Kevin Rose of Digg.com and the Digg Nation Podcast has been getting some very nice press lately. The 10k foot overview, Business Week is saying he’s worth kabillions and a bunch of very jealous types disagree. One sane voice out there, Chris Pirillo, but I’m not too hot on his math either.
I offer here a few thoughts on the numbers and some general freeflow of information on why this stuff might even be more important than the valuation.
First of all, I think Kevin’s a great guy. Never met him but he’s got an honesty about him (since the TechTV days) that you don’t see in most of your Geekonaires (paper or otherwise). He’s got the mind to make things happen and the work ethic to see it through. That’s a rare combo people. The DiggNation Podcast is one of the best examples of where this industry is doing – but we’ll discuss that later.
Side rant, what would have happened if TechTV was still around and they owned TWiT, Digg, and everything else coming from that group? Getting fired was the best thing that ever happened to those guys.
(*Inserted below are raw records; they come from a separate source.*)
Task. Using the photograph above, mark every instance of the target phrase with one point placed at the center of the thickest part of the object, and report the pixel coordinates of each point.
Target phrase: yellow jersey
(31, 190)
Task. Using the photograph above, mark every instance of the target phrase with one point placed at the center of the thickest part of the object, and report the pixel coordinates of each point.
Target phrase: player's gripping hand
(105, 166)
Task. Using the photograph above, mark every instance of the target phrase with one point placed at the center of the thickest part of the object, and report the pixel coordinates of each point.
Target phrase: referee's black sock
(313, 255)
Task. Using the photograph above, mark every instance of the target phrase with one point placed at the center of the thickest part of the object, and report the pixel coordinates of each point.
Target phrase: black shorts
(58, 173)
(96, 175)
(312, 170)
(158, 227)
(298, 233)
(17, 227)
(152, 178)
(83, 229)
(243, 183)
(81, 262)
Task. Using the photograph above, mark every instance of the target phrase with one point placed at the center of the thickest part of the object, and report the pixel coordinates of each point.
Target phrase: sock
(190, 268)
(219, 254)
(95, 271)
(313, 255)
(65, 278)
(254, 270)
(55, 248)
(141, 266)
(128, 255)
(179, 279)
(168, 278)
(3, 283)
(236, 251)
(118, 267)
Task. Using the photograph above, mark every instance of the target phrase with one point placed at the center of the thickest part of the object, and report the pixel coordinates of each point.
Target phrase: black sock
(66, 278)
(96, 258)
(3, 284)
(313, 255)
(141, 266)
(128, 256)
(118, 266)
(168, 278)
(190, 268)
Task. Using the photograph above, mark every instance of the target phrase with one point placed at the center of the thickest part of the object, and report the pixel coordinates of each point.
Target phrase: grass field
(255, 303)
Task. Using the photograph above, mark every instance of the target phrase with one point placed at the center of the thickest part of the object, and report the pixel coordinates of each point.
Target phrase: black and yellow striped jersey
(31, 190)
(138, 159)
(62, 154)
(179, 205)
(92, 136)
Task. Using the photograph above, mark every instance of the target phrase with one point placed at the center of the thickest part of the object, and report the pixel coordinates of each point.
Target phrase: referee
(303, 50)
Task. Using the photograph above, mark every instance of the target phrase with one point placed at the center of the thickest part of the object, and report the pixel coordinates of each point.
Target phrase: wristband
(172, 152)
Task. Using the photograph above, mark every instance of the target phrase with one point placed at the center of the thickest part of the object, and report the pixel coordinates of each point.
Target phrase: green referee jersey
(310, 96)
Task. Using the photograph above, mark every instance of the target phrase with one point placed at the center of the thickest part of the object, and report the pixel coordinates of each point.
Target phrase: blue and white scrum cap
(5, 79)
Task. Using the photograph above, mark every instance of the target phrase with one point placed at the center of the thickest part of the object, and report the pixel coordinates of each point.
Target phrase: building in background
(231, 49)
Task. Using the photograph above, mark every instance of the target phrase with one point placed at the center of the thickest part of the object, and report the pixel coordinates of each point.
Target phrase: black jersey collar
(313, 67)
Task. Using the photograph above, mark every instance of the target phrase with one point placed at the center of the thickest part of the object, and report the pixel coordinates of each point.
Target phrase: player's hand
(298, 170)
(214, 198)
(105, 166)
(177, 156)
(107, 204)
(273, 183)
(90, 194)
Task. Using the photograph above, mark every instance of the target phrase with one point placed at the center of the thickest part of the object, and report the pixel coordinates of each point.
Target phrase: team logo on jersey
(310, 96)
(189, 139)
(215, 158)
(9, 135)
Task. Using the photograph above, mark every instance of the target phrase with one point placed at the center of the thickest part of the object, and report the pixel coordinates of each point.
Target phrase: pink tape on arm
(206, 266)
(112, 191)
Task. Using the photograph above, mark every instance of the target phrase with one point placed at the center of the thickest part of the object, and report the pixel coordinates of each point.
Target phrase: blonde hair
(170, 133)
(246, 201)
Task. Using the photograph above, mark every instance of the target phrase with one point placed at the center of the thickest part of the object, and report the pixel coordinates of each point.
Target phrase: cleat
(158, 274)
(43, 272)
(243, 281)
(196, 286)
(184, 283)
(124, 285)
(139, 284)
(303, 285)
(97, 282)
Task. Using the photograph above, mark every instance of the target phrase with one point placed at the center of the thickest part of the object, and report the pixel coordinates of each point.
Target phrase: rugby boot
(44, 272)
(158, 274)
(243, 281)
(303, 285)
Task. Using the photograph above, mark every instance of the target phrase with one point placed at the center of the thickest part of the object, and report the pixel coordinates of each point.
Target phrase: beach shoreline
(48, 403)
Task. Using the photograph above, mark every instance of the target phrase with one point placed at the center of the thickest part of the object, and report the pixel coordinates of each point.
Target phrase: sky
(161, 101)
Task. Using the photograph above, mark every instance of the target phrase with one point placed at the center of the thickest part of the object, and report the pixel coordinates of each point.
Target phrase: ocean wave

Economics 101 – the concept of worth only comes from what people will pay for it – the money game is a game. In today’s Bubble 2.0 environment, I’d bet good money that there are some VCs out there willing to pay that much. I’ll bet even better money that they’ve already tried, and I’ll bet the big bucks that Kevin and Co have declined more offers than we’d bet they have. They’re worth what they can get a check written for – not a dime more or less. And, yes, I think they could get a check written in 24 hours for the amount of scratch BusinessWeek was throwing around. Smart move for the VCs? Don’t know, I’m not a VC. Enough of the economics lesson.
Want to read an amazing, non dotcom book about valuation? Any Old Iron by Anthony Burgess (wrote Clockwork Orange). Book blew my mind before I plugged in my first modem and I still think about it today.
The argument from Chris: He says the real value is the community – not the technology. I agree, but I have to point out that community moves on a regular basis. Remember when Delicious was all the rage? Remember when Slashdot owned the geek eyeballs? Remember the first time you said “Google is the name of a search engine? Really?” In short, communities move. I haven’t seen a site yet that couldn’t lose their community if something better came along.
Let’s talk about Digg’s marketing campaign.
Oh yeah, they never spent a dime.
But they had this thing called the Digg Nation Podcast.
Kevin and Alex sit around, drink beers, and talk about the top stories at Digg.com.
Single camera shoot – nearly an hour every time.
They break every “rule” in producing video.
Yet the show is more compelling than anything else in the long-form video Podcast space (which I’d define as over 5 minutes).
Why? Here’s my take: news delivered by a fancy gun in his (or now her, thanks to Katie) fancy chair in some fancy studio does something to make it “unreal.” How much can an anchor really care about the war they’re reporting on when they just had makeup applied by an ‘artist’ read a script from ‘writers’ they’ll never meet and get driven home from ‘work’ by their driver after the broadcast because it took so much out of them? The news is more like a Hollywood movie every day and the most popular television shows are shot to make them look like documentaries.
Traditional media is fake all over. The traditional news media is the worst.
Kevin is Kevin. Alex is Alex. Swear words pop up, beer makes them burp, a pretty girl walking by distracts them and they do their own tech support on their own computers that die during a “taping.” They love what they’re reporting about, it impacts their lives directly and they’re having a blast.
And, the best part is, you get the idea that they’d be taping this show even if they weren’t kabillionaires (yes, on paper).
I visit Digg on a regular basis because of the show. It reminds me that the stories are real (often times hillarious) and that it’s people that matter.
The Podcast did that for me – and I’d bet a number of other people as well. It ain’t popular because of the beer reviews. Yes, they have sponsors on the show and see some decent scratch from that but … the show serves Digg, which is paying the bills.
How many other products or services like that could benefit from a buddy show format? Imagine Mike and Doug sitting around drinking beer talking about the shows that they have in their network. I bet you viewership would double in a year. Get out of tech and imagine a 10 minute Podcast of teens talking about the shows on the WB’s schedule next week or the designers at Toyota talking about the next hybrid.
Podcasts offer us the chance to get a lot closer to the source and get a lot more real than we’ve ever been before. Fortunes will be made as a result of this opportunity.
Who will take it next?
Enough rambling. WWDC is coming quickly and I want to blog long at home for fun, profit, and a little Google juice if done right.